I responded that I was going to be in the city for three days with no other appointments. If it would be all right, I asked, could I sit on the couch to see if someone had five minutes in the following three days to look at our work? It would mean a lot to me.
He again smiled and invited me to have a seat on the couch. About five minutes later a distinguished-looking woman appeared and introduced herself as Lee Jones, the director of Magnum.
She invited me into her office and said she wanted to see the pictures. About halfway through the stack, she looked up, said she was impressed. She wanted to make a few calls to make sure that Peter and I got a good start in this business.
She proceeded to call John Szarkowski, the director of photography at the Museum of Modern Art; Bruce Davidson, whose book "East 100th Street" had been an inspiration; Cornell Capa, the brother of Robert Capa, who at the time was creating the International Center of Photography; John G. Morris, then the editor of NYT Pictures, a New York Times syndicate, and a former picture editor of Life and Ladies' Home Journal and former executive editor of Magnum; Howard Chapnick, with whom Peter and I later had the privilege to work at Black Star; and half a dozen other important people in photography in New York City.
In each case she suggested that these people give me five minutes of their time. In fact over the next three days, I was received by each of these people in their homes, where they looked at our pictures from McClellan Street, and, in each case, said something along the lines of "You guys know how to do this. Now get out there and make pictures. You have what it takes. No one will ever hold your hand in photography, but you need to know that the two of you have what it takes." With that I would call Peter each night. Our cups were bubbling over with excitement at the support we were receiving.

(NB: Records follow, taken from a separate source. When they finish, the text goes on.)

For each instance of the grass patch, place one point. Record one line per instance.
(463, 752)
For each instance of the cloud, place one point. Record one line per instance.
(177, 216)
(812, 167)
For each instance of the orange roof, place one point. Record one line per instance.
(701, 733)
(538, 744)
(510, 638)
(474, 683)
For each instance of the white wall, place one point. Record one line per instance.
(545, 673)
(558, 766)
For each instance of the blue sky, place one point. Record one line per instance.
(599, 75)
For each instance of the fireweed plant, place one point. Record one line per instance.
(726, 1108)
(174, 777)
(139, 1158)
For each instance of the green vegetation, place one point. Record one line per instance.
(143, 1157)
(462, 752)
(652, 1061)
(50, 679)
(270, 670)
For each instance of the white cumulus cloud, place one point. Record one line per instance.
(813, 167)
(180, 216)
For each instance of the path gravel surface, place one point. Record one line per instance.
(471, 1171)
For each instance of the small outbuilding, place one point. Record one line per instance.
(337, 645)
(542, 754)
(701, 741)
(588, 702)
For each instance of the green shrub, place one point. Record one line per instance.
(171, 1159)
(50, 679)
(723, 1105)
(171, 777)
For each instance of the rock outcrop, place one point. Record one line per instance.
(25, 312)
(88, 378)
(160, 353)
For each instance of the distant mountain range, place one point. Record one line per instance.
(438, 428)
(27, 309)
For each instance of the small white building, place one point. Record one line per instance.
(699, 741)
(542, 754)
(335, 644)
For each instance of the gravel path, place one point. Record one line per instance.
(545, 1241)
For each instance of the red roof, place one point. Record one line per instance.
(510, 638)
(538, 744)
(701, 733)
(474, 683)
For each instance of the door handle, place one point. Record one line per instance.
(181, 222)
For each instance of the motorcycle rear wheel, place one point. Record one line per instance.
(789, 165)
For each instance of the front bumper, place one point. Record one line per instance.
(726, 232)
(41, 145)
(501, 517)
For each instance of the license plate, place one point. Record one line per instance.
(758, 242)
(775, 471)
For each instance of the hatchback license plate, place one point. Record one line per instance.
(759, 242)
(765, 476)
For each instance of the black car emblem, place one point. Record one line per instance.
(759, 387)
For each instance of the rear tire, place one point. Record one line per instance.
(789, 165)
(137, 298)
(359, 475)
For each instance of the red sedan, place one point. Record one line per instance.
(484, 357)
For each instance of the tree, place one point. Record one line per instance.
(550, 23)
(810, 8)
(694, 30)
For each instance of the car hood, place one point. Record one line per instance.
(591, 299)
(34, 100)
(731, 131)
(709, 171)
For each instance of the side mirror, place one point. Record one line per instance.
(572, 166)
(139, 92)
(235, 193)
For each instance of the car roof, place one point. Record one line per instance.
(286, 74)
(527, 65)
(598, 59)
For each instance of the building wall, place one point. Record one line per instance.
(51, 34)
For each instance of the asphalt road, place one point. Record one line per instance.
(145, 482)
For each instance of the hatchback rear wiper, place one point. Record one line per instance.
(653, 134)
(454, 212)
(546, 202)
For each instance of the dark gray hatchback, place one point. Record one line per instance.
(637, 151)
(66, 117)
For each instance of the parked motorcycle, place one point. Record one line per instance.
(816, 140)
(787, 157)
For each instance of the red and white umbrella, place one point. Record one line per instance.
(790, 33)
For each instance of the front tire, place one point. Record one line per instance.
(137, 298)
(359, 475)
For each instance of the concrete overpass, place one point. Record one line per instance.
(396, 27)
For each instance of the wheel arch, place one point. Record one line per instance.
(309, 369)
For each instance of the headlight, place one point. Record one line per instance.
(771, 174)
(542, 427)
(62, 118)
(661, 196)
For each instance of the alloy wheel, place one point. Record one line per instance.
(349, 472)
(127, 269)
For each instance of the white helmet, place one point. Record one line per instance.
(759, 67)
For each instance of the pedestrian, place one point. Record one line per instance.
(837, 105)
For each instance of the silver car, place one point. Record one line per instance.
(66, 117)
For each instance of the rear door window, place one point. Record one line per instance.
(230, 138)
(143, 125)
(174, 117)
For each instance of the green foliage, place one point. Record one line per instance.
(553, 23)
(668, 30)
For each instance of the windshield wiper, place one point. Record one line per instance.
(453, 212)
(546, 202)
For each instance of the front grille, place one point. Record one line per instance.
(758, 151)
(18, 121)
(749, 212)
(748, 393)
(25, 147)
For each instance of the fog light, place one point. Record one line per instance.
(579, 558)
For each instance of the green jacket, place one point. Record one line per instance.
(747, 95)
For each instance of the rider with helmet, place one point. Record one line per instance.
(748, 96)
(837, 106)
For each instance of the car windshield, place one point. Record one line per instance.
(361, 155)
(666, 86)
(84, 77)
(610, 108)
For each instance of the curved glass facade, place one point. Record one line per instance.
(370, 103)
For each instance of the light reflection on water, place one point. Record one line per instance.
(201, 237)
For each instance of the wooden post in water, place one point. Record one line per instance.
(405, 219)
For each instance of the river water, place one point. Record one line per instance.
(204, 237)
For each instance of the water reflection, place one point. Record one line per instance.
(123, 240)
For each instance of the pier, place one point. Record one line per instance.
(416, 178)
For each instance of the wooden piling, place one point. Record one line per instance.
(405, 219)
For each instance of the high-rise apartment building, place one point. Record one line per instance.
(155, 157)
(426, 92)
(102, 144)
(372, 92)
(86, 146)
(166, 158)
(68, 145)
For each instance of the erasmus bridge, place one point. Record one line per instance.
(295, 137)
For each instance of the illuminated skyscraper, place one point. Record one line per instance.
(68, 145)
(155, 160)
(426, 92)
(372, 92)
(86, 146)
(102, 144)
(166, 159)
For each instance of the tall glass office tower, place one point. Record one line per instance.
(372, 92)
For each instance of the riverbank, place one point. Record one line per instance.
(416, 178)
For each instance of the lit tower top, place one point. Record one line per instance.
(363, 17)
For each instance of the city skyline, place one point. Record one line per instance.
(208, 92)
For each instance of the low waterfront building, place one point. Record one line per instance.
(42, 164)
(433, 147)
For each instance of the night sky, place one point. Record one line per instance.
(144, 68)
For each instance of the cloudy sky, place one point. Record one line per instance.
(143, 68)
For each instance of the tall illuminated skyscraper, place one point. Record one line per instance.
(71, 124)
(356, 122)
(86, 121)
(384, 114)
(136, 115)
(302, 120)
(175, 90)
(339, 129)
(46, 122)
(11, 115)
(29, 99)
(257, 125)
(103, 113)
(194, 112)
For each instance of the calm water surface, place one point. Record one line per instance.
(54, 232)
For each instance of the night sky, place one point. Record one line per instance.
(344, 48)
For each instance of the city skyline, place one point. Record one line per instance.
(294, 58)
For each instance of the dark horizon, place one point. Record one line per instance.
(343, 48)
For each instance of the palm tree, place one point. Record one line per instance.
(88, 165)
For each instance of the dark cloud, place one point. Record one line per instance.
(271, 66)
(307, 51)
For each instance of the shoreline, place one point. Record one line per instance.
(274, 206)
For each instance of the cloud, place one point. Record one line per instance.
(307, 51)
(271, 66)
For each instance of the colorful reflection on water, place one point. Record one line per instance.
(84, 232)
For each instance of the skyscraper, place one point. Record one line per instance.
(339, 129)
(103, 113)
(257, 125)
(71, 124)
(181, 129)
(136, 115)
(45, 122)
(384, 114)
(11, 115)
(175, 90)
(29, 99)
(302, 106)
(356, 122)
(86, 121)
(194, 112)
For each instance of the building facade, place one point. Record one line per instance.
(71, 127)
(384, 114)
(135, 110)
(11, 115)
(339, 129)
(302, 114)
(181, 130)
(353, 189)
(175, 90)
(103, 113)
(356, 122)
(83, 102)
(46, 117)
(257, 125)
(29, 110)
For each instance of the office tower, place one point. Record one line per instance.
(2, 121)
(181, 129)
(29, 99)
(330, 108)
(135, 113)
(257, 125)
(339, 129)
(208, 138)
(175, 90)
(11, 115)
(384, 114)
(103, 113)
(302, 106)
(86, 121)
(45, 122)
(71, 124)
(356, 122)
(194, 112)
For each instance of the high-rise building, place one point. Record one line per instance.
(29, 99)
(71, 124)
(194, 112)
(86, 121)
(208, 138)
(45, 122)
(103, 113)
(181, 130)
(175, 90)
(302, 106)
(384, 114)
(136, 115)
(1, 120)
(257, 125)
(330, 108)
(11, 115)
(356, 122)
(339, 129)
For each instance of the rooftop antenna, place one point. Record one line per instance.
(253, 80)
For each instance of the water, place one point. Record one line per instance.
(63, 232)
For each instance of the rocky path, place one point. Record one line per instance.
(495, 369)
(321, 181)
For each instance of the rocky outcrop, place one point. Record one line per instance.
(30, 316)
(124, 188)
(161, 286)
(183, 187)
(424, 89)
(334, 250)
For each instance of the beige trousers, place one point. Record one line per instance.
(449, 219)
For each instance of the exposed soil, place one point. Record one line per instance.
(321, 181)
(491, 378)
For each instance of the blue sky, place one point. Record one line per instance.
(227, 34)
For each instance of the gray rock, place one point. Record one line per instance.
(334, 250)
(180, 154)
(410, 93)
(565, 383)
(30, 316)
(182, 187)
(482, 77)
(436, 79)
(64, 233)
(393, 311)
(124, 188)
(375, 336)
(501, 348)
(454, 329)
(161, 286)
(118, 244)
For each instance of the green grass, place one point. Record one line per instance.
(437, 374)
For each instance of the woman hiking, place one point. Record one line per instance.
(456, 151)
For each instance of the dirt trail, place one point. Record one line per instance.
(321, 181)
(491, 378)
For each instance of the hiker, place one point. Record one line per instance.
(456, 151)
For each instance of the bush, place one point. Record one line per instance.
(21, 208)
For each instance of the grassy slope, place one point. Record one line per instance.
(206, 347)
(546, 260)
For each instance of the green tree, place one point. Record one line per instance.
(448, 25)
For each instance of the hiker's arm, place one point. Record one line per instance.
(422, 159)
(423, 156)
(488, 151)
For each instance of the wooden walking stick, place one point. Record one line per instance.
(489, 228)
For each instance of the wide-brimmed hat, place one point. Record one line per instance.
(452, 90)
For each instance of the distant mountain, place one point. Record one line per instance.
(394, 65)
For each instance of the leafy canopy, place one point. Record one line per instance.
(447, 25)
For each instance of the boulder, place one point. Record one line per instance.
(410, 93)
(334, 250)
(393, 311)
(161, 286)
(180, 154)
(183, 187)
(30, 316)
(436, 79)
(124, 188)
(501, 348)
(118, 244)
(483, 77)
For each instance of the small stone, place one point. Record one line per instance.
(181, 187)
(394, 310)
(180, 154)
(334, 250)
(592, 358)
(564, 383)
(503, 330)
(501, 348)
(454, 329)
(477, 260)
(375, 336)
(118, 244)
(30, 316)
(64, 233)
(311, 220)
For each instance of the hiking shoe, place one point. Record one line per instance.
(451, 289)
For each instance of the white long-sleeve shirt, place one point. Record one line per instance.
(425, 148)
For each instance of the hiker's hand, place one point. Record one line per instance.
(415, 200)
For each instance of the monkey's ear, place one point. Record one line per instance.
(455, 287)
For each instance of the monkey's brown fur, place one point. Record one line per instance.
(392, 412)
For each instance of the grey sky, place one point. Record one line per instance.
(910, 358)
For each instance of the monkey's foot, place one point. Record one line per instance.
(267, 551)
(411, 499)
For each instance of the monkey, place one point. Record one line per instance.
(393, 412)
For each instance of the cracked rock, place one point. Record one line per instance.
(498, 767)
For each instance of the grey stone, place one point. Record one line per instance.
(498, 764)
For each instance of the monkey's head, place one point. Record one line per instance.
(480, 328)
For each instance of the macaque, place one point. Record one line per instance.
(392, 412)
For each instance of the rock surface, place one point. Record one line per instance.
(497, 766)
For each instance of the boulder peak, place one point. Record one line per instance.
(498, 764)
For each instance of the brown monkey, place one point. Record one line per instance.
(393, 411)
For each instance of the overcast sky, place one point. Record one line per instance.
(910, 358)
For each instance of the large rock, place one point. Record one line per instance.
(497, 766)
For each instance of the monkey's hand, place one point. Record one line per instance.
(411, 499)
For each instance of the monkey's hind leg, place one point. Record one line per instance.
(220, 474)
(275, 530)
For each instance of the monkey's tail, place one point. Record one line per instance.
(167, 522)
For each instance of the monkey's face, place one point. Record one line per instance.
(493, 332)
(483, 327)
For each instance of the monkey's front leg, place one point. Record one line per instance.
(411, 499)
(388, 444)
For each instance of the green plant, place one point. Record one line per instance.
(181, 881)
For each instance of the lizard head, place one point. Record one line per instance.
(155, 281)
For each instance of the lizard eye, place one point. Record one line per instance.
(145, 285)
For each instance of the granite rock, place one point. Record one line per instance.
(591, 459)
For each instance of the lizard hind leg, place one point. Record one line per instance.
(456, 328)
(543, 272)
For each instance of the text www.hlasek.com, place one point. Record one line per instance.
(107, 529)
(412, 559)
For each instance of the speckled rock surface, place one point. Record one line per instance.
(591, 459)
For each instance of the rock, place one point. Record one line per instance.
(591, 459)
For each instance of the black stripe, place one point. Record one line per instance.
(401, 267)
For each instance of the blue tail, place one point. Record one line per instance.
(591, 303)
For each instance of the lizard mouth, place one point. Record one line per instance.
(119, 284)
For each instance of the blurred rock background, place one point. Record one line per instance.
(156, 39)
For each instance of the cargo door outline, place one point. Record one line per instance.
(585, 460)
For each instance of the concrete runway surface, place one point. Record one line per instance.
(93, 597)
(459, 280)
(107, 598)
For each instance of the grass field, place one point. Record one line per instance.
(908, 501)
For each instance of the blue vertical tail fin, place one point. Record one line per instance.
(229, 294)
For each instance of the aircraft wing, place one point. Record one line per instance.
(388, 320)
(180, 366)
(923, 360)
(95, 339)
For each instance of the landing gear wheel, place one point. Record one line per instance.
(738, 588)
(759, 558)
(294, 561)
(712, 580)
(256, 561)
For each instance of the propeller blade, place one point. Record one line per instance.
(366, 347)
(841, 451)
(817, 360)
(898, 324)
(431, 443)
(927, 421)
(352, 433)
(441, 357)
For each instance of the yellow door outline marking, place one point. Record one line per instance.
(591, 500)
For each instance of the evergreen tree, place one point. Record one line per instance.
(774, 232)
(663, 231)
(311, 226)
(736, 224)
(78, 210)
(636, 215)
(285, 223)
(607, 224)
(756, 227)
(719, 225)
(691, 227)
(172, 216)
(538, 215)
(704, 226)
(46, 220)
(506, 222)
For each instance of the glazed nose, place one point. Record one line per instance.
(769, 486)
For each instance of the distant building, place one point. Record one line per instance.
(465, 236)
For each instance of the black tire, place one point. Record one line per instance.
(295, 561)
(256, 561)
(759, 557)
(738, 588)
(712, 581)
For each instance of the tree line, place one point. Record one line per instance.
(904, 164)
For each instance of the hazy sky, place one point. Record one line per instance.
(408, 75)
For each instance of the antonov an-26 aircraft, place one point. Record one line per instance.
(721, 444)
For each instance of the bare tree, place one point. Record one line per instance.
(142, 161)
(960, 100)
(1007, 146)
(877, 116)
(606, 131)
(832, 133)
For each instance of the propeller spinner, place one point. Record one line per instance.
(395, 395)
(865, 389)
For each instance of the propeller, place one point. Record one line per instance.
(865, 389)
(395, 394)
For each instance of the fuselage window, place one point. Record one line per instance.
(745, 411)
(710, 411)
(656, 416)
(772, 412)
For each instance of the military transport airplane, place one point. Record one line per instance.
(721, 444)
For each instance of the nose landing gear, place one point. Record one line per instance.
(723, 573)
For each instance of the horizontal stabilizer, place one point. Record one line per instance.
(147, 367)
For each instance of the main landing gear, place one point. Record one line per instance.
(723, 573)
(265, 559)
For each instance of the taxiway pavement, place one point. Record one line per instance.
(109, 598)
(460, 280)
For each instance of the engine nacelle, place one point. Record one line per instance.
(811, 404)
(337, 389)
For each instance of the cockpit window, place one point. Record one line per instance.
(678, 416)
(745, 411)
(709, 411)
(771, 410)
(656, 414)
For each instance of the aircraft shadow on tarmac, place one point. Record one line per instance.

When I got to John Morris, he looked at the pictures and said, "If anyone in the city wants to publish these pictures, I would want to represent you and make sure the story is accompanied by a good text, is well laid out, and that you are well paid." In fact, Jim Hughes at 35 MM Photography magazine did want to publish the work. "McClellan Street" was given fifteen pages, accompanied by a spectacular text written by Richard Busch. John went on to become a lifetime friend.
I flew back to Fort Wayne, and with this encouragement, Peter and I have spent the last thirty-five years immersed in separate careers making pictures around the world, I think in many ways, really, not very far from McClellan Street.